A busca por padrões internacionais

O comércio justo está na moda e praticamente ninguém se declara contrário à iniciativa. Mas, diante das numerosas campanhas de marketing social, como os consumidores podem ter garantias de que uma mercadoria realmente foi produzida de acordo com os princípios desse conceito? Uma das soluções seria a auditoria de entidades especializadas, capazes de certificar produtos vendidos a preços adequados, que remuneram de maneira justa todos os atores envolvidos na produção, entre outros fatores. A Fairtrade Labelling Organizations Internacional (FLO) foi fundada em 1997 com essa finalidade e, hoje, é responsável por fiscalizar a atuação de mais de 500 produtores certificados, espalhados em 50 países da África, Ásia e América Latina.

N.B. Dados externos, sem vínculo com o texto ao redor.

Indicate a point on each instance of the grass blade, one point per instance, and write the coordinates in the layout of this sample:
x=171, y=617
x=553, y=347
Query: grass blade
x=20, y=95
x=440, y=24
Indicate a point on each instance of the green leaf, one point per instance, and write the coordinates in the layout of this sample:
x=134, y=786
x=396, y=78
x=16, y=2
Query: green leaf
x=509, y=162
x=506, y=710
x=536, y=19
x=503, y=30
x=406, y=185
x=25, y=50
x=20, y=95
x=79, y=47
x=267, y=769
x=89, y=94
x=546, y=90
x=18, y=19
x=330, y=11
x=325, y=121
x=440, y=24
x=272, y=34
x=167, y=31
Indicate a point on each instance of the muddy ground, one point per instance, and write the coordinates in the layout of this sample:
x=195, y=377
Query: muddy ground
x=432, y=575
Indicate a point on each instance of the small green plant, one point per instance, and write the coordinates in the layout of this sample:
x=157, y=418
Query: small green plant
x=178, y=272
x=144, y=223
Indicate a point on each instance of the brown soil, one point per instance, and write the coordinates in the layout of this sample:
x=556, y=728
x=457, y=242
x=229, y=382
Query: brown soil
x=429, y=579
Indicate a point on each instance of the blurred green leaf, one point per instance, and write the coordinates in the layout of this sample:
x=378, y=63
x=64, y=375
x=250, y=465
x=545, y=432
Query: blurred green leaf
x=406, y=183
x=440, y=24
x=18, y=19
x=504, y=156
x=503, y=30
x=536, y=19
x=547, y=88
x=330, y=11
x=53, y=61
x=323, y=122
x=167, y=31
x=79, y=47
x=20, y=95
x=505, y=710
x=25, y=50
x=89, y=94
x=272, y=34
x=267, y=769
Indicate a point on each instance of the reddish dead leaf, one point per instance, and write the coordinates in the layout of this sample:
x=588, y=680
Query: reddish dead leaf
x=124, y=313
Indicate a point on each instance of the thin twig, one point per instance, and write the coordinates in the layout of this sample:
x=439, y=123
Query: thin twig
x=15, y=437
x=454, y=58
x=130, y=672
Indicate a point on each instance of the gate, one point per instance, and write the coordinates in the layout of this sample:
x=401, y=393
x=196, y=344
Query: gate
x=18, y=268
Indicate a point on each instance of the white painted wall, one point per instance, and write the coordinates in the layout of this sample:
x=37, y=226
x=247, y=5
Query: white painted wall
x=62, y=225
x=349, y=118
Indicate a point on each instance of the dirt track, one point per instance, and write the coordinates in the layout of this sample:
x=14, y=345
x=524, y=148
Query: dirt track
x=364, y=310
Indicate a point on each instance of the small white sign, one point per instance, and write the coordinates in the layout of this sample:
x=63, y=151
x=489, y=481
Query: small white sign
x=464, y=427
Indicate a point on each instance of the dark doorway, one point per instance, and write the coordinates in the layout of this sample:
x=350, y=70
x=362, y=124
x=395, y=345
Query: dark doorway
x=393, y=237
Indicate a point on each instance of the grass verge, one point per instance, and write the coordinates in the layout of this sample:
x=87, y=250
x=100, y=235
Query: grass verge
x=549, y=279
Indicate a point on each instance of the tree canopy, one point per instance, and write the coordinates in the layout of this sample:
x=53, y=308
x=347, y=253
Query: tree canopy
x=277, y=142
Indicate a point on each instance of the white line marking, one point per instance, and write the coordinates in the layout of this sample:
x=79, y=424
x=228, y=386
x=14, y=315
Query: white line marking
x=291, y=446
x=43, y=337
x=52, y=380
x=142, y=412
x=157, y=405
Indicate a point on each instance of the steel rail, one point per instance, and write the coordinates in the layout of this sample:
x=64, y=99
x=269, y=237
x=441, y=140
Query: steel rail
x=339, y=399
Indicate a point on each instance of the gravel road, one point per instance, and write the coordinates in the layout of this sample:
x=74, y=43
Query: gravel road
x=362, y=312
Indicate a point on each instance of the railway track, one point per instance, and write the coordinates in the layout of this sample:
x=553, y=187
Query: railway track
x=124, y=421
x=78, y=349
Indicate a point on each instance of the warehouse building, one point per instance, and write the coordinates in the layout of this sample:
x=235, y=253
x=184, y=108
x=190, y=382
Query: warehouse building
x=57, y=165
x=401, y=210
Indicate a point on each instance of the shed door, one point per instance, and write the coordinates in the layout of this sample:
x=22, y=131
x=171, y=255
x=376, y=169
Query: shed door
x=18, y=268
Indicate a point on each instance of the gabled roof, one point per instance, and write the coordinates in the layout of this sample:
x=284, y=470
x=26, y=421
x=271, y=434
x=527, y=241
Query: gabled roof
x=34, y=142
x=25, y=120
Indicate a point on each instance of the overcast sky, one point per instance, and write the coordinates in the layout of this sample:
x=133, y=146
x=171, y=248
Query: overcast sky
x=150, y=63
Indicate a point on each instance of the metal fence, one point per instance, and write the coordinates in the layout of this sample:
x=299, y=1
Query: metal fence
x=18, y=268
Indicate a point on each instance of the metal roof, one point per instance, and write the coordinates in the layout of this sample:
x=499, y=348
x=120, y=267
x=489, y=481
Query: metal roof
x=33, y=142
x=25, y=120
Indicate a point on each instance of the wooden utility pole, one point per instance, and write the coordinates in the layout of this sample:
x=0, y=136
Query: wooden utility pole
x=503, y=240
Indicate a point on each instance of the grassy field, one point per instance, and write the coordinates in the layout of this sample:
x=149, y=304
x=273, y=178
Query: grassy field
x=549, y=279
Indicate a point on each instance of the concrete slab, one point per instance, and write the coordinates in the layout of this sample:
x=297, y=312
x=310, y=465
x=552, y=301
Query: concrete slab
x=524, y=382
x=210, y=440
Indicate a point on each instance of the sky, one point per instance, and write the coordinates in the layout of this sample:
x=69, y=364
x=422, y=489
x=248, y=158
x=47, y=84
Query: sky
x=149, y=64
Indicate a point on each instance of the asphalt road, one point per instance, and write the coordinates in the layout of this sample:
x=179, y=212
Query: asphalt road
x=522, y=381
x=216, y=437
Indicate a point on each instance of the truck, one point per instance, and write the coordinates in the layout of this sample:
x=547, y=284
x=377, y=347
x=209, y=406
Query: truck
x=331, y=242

A porta-voz da entidade, Verónica Perez, comemora o crescente interesse de empresas e produtores rurais de obter um selo de qualidade da marca Fairtrade. “O número de certificações cresceu 418% desde 2000. Mesmo as grandes multinacionais estão nos procurando e nós tentamos cooperar com eles, mas com as precauções e críticas necessárias”. A representante da entidade no Brasil, Verónica Rubio, destaca que a aquisição de um certificado depende de uma análise rigorosa de todos os quesitos que envolvem o comércio justo. “Precisamos saber como está organizada a cadeia produtiva, como está estruturada a rede de distribuição e comércio, se eles precisam exportar os produtos… O acompanhamento é contínuo. Para manter o selo, a empresa passa por auditorias e visitas anuais”.

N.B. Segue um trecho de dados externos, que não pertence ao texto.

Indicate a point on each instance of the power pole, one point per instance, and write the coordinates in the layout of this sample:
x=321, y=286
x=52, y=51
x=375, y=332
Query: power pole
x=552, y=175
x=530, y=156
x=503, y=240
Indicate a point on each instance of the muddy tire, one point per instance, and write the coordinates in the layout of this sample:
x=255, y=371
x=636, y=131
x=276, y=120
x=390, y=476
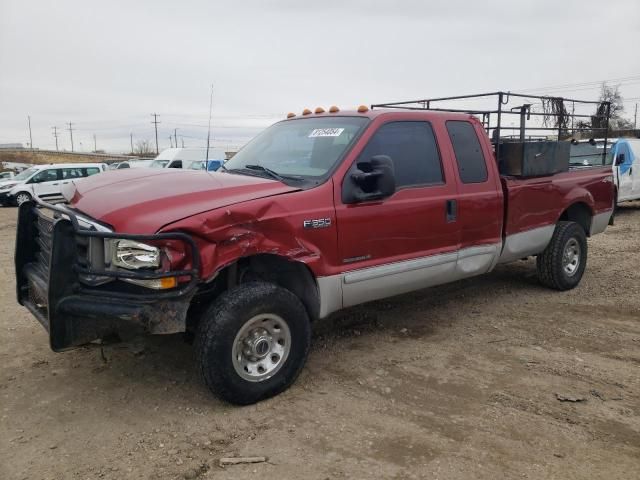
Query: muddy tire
x=563, y=262
x=252, y=342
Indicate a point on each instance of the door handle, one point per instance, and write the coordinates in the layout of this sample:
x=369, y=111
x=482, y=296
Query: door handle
x=452, y=210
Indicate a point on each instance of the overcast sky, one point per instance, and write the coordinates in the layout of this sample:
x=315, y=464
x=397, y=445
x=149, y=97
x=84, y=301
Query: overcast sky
x=106, y=66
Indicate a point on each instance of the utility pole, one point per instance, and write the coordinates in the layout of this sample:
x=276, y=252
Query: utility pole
x=209, y=128
x=71, y=133
x=156, y=122
x=55, y=134
x=30, y=137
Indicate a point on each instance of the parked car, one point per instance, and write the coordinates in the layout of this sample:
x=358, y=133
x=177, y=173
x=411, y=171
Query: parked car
x=209, y=165
x=134, y=164
x=625, y=154
x=186, y=158
x=45, y=181
x=317, y=213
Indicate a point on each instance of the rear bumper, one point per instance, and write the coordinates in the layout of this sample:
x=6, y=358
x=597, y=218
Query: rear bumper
x=48, y=271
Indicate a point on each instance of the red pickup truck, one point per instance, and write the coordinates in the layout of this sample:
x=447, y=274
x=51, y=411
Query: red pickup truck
x=319, y=212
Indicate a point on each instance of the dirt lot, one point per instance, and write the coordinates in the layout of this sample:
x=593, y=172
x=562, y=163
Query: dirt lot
x=455, y=382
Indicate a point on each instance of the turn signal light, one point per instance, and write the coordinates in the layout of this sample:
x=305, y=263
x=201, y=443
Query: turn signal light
x=168, y=282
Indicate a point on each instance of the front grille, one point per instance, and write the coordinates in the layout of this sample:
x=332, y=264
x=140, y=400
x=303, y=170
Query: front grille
x=37, y=284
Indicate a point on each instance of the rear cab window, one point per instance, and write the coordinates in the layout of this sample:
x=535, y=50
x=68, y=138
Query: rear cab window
x=472, y=166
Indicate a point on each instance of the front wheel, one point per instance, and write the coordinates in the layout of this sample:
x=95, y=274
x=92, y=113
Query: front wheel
x=22, y=197
x=252, y=342
x=563, y=262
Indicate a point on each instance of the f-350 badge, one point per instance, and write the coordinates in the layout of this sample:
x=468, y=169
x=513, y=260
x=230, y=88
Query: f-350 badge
x=317, y=223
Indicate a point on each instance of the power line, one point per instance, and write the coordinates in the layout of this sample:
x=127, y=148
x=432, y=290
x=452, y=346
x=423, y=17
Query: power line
x=71, y=133
x=30, y=137
x=581, y=84
x=156, y=122
x=55, y=134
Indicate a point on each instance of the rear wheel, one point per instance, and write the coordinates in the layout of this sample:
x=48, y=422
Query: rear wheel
x=22, y=197
x=252, y=342
x=562, y=263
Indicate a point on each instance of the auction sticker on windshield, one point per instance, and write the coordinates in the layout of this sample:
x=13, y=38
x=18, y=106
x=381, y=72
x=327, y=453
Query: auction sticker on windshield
x=326, y=132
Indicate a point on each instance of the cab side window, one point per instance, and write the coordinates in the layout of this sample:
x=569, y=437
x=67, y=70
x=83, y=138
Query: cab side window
x=412, y=147
x=469, y=157
x=45, y=176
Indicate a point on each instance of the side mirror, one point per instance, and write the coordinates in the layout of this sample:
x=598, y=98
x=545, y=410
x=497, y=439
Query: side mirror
x=373, y=180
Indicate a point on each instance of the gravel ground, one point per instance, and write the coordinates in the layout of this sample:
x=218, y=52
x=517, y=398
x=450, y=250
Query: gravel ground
x=455, y=382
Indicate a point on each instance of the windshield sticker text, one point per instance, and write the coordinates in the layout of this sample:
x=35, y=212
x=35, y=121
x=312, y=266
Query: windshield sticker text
x=326, y=132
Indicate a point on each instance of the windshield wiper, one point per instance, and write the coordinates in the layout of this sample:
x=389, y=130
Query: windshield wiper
x=271, y=173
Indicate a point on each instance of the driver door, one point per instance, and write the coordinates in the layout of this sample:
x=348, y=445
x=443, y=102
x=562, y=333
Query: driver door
x=410, y=239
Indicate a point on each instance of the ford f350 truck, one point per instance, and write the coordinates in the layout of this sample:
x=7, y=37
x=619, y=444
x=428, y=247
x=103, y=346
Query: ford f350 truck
x=319, y=212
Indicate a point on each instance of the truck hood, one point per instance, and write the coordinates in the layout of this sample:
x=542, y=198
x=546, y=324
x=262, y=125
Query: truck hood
x=144, y=200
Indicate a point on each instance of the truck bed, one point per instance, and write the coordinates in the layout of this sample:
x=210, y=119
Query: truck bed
x=536, y=202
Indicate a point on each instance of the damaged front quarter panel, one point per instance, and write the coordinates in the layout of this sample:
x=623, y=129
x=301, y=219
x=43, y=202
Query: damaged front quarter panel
x=272, y=225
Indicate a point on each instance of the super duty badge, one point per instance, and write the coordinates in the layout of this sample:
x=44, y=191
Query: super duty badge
x=317, y=223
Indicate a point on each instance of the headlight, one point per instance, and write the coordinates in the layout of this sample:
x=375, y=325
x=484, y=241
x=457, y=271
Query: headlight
x=134, y=255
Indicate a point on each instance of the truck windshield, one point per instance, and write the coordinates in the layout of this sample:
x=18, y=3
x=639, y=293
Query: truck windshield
x=302, y=148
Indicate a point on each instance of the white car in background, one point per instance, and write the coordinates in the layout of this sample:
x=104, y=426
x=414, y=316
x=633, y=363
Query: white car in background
x=45, y=181
x=131, y=164
x=623, y=154
x=187, y=158
x=626, y=168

Amy Barry, representante da Oxfam Internacional, defende a iniciativa. “É absolutamente importante estabelecer padrões que são reconhecidos internacionalmente. Isso traz mais confiança para o consumidor”, explica. Entretanto, nem todos acreditam no modelo proposto pela FLO. Apesar de reconhecer que é a entidade mais confiável em atividade nos Estados Unidos e na Europa, o presidente da ONG Visão Mundial questiona a imposição dos mesmos princípios de governança para organizações de natureza diferente e de culturas diversas. “Eles querem chegar num país, como o Brasil, e impor as regras deles, mas ignoram as discussões que já existem por aqui”, lamenta. Outro empecilho é o custo para a obtenção do certificado. “Muitos produtores não tem condições de pagar para garantir esse selo de qualidade”.

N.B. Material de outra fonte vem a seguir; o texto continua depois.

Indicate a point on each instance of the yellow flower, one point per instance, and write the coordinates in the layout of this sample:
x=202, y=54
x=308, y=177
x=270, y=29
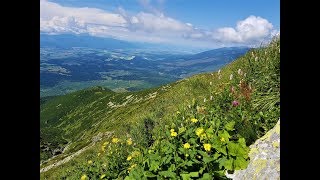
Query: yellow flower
x=199, y=131
x=207, y=147
x=84, y=177
x=174, y=134
x=115, y=140
x=186, y=146
x=102, y=176
x=129, y=141
x=129, y=158
x=194, y=120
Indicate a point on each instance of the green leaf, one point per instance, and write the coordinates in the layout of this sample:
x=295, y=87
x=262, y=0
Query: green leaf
x=227, y=163
x=207, y=159
x=230, y=126
x=240, y=163
x=235, y=149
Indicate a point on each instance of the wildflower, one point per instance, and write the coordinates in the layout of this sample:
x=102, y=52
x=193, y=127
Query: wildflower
x=207, y=147
x=135, y=153
x=231, y=76
x=132, y=166
x=102, y=176
x=174, y=134
x=194, y=120
x=232, y=90
x=84, y=177
x=235, y=103
x=186, y=146
x=199, y=131
x=115, y=140
x=129, y=158
x=129, y=141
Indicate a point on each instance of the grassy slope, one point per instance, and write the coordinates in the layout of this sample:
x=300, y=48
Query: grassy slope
x=83, y=114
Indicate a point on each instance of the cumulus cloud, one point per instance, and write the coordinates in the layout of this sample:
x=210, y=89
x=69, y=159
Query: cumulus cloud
x=252, y=29
x=151, y=26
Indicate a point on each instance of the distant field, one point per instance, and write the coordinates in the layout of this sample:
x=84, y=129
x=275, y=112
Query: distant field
x=67, y=70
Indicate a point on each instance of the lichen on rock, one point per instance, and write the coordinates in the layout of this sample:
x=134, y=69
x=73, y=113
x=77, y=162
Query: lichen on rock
x=264, y=158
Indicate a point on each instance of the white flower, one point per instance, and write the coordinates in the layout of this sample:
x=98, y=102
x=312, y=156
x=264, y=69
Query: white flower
x=231, y=76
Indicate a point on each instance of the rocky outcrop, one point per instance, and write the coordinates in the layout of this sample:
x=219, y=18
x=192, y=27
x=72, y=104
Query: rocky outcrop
x=264, y=158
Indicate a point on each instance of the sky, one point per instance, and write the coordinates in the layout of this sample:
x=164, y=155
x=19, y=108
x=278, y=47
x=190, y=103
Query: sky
x=202, y=23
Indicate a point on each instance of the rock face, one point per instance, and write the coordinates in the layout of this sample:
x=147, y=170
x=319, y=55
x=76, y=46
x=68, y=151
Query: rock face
x=264, y=158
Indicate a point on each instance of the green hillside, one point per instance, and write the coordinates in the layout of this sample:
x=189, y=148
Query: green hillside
x=241, y=102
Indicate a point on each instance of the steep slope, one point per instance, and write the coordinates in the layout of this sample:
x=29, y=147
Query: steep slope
x=87, y=117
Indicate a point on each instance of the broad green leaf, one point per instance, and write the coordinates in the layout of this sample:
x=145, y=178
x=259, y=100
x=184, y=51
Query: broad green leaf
x=227, y=163
x=235, y=149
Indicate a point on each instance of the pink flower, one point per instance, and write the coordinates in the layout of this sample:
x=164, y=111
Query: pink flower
x=235, y=103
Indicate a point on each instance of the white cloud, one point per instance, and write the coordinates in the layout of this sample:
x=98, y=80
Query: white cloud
x=250, y=30
x=148, y=27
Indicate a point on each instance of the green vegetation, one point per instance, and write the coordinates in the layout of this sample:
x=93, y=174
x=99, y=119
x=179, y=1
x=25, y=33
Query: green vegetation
x=198, y=127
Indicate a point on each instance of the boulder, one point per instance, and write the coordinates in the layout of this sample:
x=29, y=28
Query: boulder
x=264, y=158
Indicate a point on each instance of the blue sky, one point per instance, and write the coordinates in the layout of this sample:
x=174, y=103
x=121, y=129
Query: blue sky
x=203, y=23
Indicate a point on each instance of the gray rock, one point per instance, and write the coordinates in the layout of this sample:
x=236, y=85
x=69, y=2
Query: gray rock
x=264, y=158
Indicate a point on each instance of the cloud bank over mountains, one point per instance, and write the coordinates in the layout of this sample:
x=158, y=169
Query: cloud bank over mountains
x=152, y=26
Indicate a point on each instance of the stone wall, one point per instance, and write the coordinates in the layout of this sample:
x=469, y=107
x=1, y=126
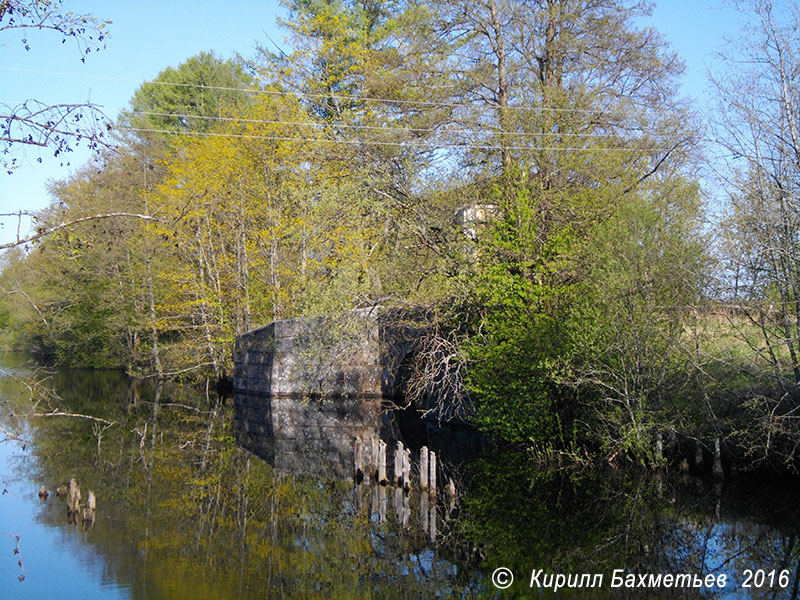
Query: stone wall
x=305, y=388
x=352, y=355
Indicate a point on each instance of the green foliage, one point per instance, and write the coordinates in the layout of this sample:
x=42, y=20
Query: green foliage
x=191, y=97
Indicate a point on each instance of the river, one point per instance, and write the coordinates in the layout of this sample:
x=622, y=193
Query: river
x=184, y=512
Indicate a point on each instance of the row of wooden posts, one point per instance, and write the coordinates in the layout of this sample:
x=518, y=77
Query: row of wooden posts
x=370, y=464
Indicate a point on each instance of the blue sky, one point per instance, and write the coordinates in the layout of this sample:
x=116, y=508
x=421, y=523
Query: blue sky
x=147, y=36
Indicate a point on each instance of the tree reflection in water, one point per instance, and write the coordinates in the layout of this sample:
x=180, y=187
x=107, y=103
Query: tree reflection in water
x=182, y=511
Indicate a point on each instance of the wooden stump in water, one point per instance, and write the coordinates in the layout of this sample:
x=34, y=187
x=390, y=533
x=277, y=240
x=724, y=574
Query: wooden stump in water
x=432, y=473
x=399, y=461
x=382, y=463
x=73, y=501
x=61, y=491
x=358, y=459
x=423, y=468
x=407, y=469
x=698, y=454
x=718, y=471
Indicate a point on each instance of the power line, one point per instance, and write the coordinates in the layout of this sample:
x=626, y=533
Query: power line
x=429, y=145
x=390, y=129
x=256, y=91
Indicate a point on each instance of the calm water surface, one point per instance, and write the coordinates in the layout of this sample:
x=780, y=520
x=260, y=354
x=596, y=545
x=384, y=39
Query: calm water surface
x=183, y=512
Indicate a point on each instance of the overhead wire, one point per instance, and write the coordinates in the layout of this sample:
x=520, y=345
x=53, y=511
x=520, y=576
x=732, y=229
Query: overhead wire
x=420, y=144
x=390, y=129
x=259, y=91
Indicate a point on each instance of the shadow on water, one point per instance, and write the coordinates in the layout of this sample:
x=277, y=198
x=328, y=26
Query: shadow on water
x=183, y=511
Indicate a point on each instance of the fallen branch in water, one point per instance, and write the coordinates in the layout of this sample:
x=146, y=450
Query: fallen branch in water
x=57, y=413
x=18, y=554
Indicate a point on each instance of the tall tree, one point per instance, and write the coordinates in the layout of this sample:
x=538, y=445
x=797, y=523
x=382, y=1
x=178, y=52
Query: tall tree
x=758, y=126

Diferenças e convergências conceituais

Economia solidária, responsabilidade social e comércio justo. De tão utilizados – e, por vezes, mal empregados -, os conceitos por trás desses termos provocam confusão entre os leigos. Mesmo alguns especialistas do terceiro setor têm dificuldade em apresentar uma definição clara e precisa para cada um deles. Entretanto, há quem tope o desafio.
De acordo com Lizete Prata, presidente da Associação Mundaréu, a economia solidária tem a preocupação de organizar o processo produtivo de maneira mais ampla, sem que o projeto tenha necessariamente uma contrapartida financeira imediata. O comércio justo, por sua vez, pensa na produção a partir das necessidades do mercado. “Dessa maneira, você só atinge o objetivo se conseguir vender”, explica a gestora. Mas Lizete destaca que ambos os processos deveriam caminhar justos e “somar esforços”.
Glayson dos Santos, presidente da ONG Visão Mundial, concorda que a noção de economia solidária é mais complexa do que a de comércio justo, uma vez que está empenhada em estruturar linhas de crédito, de financiamento e de trocas, e não apenas em vender produtos. “Enquanto a primeira busca a criação de espaços totalmente alternativos, a outro acredita que pode ter uma relação mais próxima com o setor privado e traçar estratégias comuns”.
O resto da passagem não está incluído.